Preguntémonos en esos instantes de reflexión: ¿soy agradecido a mi Señor Dios por todo el bien que Él dice y obra a través de mí? ¿Asoma en mí esa especie de petulancia de la que Francisco nos previene con gran insistencia cuando dice: «Por eso, suplico en la caridad que es Dios a todos mis hermanos... que se esfuercen por humillarse en todas las cosas, por no gloriarse ni gozarse en sí mismos ni ensalzarse interiormente por las palabras y obras buenas, más aún, por ningún bien, que Dios hace o dice y obra alguna vez en ellos y por medio de ellos»? (1 R 17,5-6).

 

Quien tome en serio esta Admonición se verá colmado por Dios. En él no cabe la vanagloria, la propia complacencia, el orgullo. Se alejan todos los impedimentos que se oponen a la convivencia fraterna. La auténtica comunidad fraterna del Evangelio brota de esta humildad.

 

2. Damos un paso adelante al hacernos la siguiente pregunta: ¿me alegro del bien que Dios dice y obra a través de mi prójimo?

 

Quizás debiéramos aprender, en primer lugar, a ver el bien en nuestro prójimo y reconocerlo dando gracias a Dios. Precisamente hoy día parece que los hombres muestran especial predilección en ver y constatar el mal ajeno cuando, en realidad, el Creador ha dado a cada uno cosas buenas.
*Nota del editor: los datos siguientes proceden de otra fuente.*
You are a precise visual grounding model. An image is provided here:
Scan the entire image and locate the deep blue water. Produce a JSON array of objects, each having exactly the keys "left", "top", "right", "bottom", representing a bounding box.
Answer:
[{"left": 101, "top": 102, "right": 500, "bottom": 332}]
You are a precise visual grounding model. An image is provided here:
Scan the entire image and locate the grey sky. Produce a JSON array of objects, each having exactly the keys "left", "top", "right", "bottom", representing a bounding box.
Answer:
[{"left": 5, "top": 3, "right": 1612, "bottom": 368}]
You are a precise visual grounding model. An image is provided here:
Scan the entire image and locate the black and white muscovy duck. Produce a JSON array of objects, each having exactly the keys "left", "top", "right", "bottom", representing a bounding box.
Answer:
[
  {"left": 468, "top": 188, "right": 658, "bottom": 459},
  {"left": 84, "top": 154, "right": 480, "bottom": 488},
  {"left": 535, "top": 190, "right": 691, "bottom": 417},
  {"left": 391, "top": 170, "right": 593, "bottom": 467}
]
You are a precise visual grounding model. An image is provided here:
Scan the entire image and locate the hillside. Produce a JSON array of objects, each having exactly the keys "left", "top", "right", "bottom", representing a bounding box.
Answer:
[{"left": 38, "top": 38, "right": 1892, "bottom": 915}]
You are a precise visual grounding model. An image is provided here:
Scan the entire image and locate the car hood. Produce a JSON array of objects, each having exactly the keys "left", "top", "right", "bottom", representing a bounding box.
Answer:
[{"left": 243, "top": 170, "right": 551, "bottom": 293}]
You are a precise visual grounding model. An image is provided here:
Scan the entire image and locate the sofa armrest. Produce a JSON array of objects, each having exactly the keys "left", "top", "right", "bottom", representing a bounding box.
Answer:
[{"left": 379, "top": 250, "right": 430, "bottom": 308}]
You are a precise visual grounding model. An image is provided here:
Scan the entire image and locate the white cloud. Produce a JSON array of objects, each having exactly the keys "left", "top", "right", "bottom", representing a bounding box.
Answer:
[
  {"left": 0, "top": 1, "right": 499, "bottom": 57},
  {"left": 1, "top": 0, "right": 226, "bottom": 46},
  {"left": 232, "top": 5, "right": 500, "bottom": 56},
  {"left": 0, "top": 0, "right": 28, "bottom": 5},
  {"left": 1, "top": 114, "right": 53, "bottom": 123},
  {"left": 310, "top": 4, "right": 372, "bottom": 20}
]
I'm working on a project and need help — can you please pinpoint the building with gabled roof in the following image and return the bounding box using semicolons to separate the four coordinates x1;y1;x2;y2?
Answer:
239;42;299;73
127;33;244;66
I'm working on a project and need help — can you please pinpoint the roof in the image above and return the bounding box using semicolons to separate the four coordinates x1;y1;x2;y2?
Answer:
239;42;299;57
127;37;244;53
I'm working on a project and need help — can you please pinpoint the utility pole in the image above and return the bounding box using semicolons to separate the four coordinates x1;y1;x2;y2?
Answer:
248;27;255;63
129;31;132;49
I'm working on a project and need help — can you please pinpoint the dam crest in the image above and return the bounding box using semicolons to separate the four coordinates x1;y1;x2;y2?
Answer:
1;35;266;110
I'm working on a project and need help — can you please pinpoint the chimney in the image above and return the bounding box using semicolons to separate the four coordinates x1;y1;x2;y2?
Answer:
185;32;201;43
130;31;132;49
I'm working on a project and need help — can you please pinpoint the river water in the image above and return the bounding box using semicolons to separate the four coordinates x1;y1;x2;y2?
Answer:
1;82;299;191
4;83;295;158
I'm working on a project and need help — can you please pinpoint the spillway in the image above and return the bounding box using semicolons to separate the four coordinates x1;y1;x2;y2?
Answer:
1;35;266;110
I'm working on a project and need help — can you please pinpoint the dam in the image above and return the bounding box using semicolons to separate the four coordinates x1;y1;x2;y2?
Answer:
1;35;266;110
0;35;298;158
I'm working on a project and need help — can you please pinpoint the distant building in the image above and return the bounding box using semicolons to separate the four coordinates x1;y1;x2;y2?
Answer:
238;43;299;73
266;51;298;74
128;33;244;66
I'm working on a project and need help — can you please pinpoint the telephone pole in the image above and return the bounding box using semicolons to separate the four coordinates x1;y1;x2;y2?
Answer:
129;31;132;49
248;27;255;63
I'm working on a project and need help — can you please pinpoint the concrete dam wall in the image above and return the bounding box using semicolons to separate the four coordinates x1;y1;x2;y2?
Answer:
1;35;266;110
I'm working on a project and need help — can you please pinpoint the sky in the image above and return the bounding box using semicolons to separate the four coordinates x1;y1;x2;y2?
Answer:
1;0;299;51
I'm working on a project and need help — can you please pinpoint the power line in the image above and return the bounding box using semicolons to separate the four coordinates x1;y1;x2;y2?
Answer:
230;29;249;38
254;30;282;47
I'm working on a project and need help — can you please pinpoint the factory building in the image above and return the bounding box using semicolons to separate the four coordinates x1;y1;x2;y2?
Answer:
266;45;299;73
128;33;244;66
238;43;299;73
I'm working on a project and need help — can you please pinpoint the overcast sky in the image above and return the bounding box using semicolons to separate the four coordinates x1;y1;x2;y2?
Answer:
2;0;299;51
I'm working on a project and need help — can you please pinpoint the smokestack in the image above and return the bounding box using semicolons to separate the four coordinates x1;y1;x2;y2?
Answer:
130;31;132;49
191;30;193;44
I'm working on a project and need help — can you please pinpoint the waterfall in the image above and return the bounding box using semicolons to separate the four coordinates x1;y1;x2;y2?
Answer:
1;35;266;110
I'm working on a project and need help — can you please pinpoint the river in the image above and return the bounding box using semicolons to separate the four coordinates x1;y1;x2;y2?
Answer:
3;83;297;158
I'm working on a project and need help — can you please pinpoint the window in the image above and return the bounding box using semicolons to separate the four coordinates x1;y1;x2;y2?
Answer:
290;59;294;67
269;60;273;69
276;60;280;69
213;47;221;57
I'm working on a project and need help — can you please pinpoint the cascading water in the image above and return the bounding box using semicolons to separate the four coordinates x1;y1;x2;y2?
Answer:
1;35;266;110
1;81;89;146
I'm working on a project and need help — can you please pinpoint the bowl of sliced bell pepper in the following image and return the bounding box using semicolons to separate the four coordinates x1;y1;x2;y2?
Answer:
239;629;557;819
Dios puede obrar el bien a través de quien Él quiera. Un acto de auténtica glorificación divina, que no debería faltar en la vida de todo humilde siervo de Dios, consiste en descubrir y reconocer este bien. Descubrir el bien ajeno y reconocerlo con alegría y sin envidia constituye uno de los pasos más importantes en el camino hacia el amor fraterno, ya que nos facilita una correcta comprensión del prójimo y, con ello, una fundamentada apreciación de sus valores, lo que constituye la esencia de la caridad. Este conocimiento posibilita «en la piedad, el amor fraterno; y en el amor fraterno, el amor divino» (2 Pe 1,7).

 

3. La convivencia fraterna se ve bastante perturbada con frecuencia por los que siempre exigen de los demás, pero de sí mismos nunca dan a Dios lo que le pertenece; por no hablar de su olvido en dar al prójimo lo que es de su pertenencia. Esta actitud lesiona la caridad y no por casualidad Francisco habla, en este caso, de pecado.

 

Comencemos, pues, a servir a los demás, conscientes de nuestra pequeñez y miseria, sabiéndonos responsables de nuestros hermanos y caminando por la senda de la humildad, pidiendo perdón cuando hayamos faltado. De esta humildad nace la genuina caridad fraterna, ya que se destierra nuestro egoísmo harto convencido y seguro de su propia valía e importancia. Quien conoce sus propias faltas y tiene el valor de confesarlas ante Dios y los hombres, se desprende de sí mismo. Sólo Dios le importa e importándole Dios le importa también el hermano.

 

En esta Admonición se ponen al descubierto las profundas e inseparables relaciones entre la pobreza y la humildad: «¡Dama santa Pobreza! Dios te guarde con tu hermana la santa Humildad». Ambas virtudes son las formas fundamentales de nuestra piedad.